Behaviour or Behavior

Dean   Tue Mar 20, 2007 2:20 pm GMT
Hi, I'm not sure what'd the differnce between Behaviour and Behavior? Can you please help me out?
Thanks Dean
Liz   Tue Mar 20, 2007 2:33 pm GMT
Basically nothing. Just the spelling is different, the former being the norm in Britain, the latter in the US.
Guest   Tue Mar 20, 2007 3:06 pm GMT
>> Hi, I'm not sure what'd the differnce between Behaviour and Behavior? <<

The "u".
Dean   Tue Mar 20, 2007 3:46 pm GMT
thanks liz again.
Kendra   Tue Mar 20, 2007 6:03 pm GMT
Both of them are used in Canada. It's a free country ;)
Marc   Fri Mar 23, 2007 4:10 am GMT
Dean wrote:

"Hi, I'm not sure what'd the differnce between Behaviour and Behavior? Can you please help me out?"


-->>

Civilisation -British / French
Civilization -American / Spanish

Honour -British / French
Honor -American / Spanish

Centre -British / French
Center -American

It seems that American-english dropped the -u's- and -s's- in words mentioned above to assimilate themselves more to the Spanish style of syntax or maybe they did it unconsciously. They're literally hundreds of words that Americans modified their syntax-structure to a Spanish one.
Josh Lalonde   Fri Mar 23, 2007 4:17 am GMT
<<It seems that American-english dropped the -u's- and -s's- in words mentioned above to assimilate themselves more to the Spanish style of syntax or maybe they did it unconsciously. They're literally hundreds of words that Americans modified their syntax-structure to a Spanish one.>>

This really has nothing to do with Spanish. The form with 'z' comes from Greek, and is the preferred form of the OED, so it is not only American. The 'honor', 'center' spellings instead of 'honour', 'centre' come from the simplifications introduced by Noah Webster. (see http://en.wikipedia.org/wiki/Noah_Webster). I've never heard anything about Webster adapting American English to Spanish usage. Also, this isn't syntax, it's spelling.
And while both do occur in Canada, the British forms are much more common, being used by newspapers, government documents, major publishing houses, etc. (except for -ize, which is more common than -ise).
Guest   Fri Mar 23, 2007 4:30 am GMT
Noah Webster was a fan of Spanish and thought that it's spelling system was more logical than English's so he decided to adopt some of its features in order to improve English.
Lazar   Fri Mar 23, 2007 4:32 am GMT
I agree with Josh: those spelling changes had nothing to do with Spanish influence. The spelling "-or" comes from Latin, and it has precedent in English going back centuries before the establishment of the US. And likewise, "-ize" comes from Greek, and in fact this is the traditional British spelling. Modern British "-ise" is the innovation.
Travis   Fri Mar 23, 2007 6:52 am GMT
Fundamentally, the differences in American and English spelling derive not from some kind of American effort to differentiate their spellings from English ones, unlike what some people today may happen to believe. Rather, such largely derive due to multiple different spellings of words already being in use in spelling English and, in some cases, different preexisting spellings being standardized upon in the US and Great Britain. The cases which do not fall under such either result from incidental differences in spellings that developed later such as with "aluminum" versus "aluminium" or, as in the case of "-ize" versus "-ise", conscious efforts to differentiate the two (which, contrary to popular belief, have generally not been on the part of Americans).
John   Fri Mar 23, 2007 10:37 am GMT
-ize is not American, it's Oxford spelling.
Used by lots of academic publications in Britain.
But -ise is the norm in newspapers and daily usage.

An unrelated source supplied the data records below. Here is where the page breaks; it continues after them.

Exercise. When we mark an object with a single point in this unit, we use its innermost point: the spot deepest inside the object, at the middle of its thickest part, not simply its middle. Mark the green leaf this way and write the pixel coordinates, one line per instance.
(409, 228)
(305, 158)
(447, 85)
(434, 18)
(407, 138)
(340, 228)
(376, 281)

I've noticed the similarities between American spelling and Spanish spelling, too... (but, of course, it doesn't mean that American spelling adopted Spanish spelling conventions)
Skippy   Fri Mar 23, 2007 2:39 pm GMT
Behaviour, harbour, humour, colour... Those are all used more commonly in the UK, while both the u-form and uless-form are used in Canada.

I'm a fluke... I'm from Texas and I use the British way... It looks better to me... My professors hate it... I guess b/c I do it, but I'm American and I still write things like "organize" and "civilization" in the North American way... Whatever... Most of them are Communists anyway... lol
Andy   Fri Mar 23, 2007 3:54 pm GMT
We always use the u-form in the UK. Presumably some oddball, who writes dictionaries in Oxford, will disagree.